It's been a quiet week here at the ranch. My grandfather suffered what appear to be dual brain aneurysms last Friday, and this week has been plowing through the long, drawn-out aftermath of that. 


I will spare you the heartbreaking details. 


I've been making the six-hour round trip drive the past few days and spending time with him and with family that I don't see nearly enough. 


So many things stand out to me as important from these past few days. 


Watching my grandmother, and the care she takes of him. Such exquisite tenderness. It's breathtaking. It's what nearly 65 years of marriage looks like. Like devotion. Like love. 

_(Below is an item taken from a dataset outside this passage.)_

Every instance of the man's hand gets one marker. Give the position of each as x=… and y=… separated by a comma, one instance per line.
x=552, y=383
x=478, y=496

Hearing the stories. The ones that shape our thoughts. The fragments of life that we use like bricks to build our monuments. The fragile threads that hold our hearts together. I was looking around the room, at each person there. Each individual, and thinking of all the stories that make up our individual lives. And wondering a little which ones people will tell of me, in hushed, smiling tones, standing in hallways. 


The unthinking sacrifices of family. The way everyone has been looking for ways to care; for whatever small office they might perform; for any possible place that might need filling. We are blessed to be surrounded by such generosity of spirit.  






And, too, the laborious work of death. It is never a pleasant thing to think on, or ... battle through, but it is as big a reality as our living. The way the body clings to life, when everything has narrowed to the pinpoint focus of the growing immensity of the task of drawing breath. Thinking, of it all - of the weight of years, the accumulation of days and moments and words and thoughts that make up a life. Golden appreciation for all the times I was able to share any small part of that with him. 


The funeral will be sometime next week. And now is the time for arrangements and the signing of papers and the adjusting of the world to the absence of a remarkable man. 


So I spent some time today with the girls, sitting in the park. Watching Annika do wheelies on her tricycle. Pushing Naomi in the swing. Soaking my worn-down self in sunshine and the marvel of the blue sky. 


Hold your loved ones close today. Breathe in, and remember the way the world feels with them in it. Take pictures. Make memories. Tell stories. Make your lives rich with the lives of the ones you love.